Prens Salman bin Muhammet küresel güçlerin sanılanın ötesinde önem verdikleri bir adamdır.
İsrail/ABD, siyonist ve avangelistler Prens Salman’sız bir Suudi Arabistan düşünemiyor.
İsrail, Prens Salman’ın Suudi Arabistan’da Kral olmasını bir beka sorunu kadar önemsediği görülüyor.
Bu anlamda Prens Salman’ın arkasında Mossad, CIA ve diğer istihbarat servisleri bulunmaktadır.
İstanbul’da işlenen Kaşıkçı cinayetinin bu çerçevede irdelenmesinde yarar vardır.
Bir defa Kaşıkçı olayı klasik bir Suud cinayetine benzemiyor.
Diğer yandan bu cinayetin İstanbul’da hem de kendi konsolosluklarında işletilmesi bunu yapanların ne denli pervasız ve cüretkâr olduğunu gösteriyor.
Böyle bir cinayeti işleyebilmek için bunu yapanların çok güçlü desteklere ihtiyaçları olduğu açıktır.

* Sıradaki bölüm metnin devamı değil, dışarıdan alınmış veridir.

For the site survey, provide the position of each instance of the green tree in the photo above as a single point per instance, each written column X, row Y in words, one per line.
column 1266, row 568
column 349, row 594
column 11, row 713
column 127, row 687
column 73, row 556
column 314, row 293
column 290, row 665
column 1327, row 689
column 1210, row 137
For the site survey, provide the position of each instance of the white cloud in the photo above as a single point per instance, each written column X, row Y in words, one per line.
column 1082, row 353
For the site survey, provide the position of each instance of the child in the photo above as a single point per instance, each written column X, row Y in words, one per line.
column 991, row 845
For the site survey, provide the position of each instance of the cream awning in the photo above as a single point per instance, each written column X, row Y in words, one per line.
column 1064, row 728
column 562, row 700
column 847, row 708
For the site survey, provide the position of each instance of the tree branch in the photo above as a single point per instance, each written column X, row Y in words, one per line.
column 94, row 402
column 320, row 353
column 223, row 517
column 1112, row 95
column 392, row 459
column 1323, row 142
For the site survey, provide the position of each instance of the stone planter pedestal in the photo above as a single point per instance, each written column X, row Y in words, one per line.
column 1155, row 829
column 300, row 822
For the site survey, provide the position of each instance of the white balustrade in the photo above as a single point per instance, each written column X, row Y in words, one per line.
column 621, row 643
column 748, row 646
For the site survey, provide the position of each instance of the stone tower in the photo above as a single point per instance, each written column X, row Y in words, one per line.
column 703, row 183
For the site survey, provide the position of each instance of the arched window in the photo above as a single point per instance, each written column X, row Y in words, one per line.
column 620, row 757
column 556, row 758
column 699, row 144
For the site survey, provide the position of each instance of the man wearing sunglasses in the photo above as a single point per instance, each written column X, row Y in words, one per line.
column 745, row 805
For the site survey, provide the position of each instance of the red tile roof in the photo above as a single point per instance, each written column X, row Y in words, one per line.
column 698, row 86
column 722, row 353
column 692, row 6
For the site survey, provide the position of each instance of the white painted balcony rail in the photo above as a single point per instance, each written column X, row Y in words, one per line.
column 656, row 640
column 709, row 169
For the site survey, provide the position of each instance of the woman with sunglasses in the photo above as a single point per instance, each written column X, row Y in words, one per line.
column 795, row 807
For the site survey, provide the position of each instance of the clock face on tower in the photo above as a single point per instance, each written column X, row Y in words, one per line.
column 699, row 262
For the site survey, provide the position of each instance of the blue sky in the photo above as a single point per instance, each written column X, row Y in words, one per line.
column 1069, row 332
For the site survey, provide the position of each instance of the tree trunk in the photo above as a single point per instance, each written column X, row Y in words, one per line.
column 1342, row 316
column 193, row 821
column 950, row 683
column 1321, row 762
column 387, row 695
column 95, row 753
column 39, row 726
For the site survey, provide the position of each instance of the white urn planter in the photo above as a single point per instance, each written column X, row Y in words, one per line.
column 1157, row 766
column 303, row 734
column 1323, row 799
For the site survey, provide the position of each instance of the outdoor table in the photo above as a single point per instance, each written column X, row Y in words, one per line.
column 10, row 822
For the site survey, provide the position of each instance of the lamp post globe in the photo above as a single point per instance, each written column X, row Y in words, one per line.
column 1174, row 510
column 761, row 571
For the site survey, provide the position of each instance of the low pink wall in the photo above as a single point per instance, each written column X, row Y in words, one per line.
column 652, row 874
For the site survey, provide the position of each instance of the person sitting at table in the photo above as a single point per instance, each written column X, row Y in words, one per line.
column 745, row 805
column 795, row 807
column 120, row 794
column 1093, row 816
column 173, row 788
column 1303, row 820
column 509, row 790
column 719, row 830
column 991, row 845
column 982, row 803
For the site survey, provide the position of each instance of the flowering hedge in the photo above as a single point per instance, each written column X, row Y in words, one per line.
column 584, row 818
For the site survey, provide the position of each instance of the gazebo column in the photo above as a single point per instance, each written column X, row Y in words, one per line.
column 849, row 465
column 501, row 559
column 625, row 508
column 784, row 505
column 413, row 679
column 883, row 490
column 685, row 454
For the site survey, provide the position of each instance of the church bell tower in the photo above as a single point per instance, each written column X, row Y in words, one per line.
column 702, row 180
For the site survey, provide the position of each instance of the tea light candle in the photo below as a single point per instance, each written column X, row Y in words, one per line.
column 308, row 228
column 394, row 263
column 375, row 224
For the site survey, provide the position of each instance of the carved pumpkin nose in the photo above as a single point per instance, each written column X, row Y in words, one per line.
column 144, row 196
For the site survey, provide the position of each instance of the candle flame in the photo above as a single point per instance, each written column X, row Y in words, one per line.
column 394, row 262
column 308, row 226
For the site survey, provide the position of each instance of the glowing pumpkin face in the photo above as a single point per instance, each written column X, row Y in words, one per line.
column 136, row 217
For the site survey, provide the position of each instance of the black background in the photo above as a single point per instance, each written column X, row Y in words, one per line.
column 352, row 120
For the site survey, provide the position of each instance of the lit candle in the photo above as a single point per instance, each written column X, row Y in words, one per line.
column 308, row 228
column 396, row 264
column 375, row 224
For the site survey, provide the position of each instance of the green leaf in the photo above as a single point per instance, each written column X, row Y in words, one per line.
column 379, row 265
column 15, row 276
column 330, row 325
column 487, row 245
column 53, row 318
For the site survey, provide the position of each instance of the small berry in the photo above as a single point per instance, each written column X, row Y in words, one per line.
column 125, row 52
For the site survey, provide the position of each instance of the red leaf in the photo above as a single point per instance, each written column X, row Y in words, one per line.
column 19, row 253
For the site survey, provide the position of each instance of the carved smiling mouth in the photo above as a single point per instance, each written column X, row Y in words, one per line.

Bir ülkenin iki numaralı adamına yani Prens Salman’a bağlı olan on beş kişilik bir gurup İstanbul’a geliyor ve orada kendi vatandaşları olan bir şahsı hala nasıl olduğu bilinmeyecek biçimde devletlerine ait konsoloslukta öldürüyorlar.
VİP katliamcısı gurup cinayeti işledikten ve işlerini bitirdikten sonra ellerini kollarını sallayarak kendilerine tahsisli uçakla Türkiye’den çekip gidiyorlar.
Suudi Arabistan gibi bir ülkede sorguya alınıyorlar ve hala Kaşıkçı’nın cenazesini nerede olduğunu söylemiyorlar.
Cinayetin baş sorumlusu, Prens Salman’ın sağ kolu niteliğindeki Suud El-Kahtani’ye bağlı oluşturulan Kaplan Takımı’dır.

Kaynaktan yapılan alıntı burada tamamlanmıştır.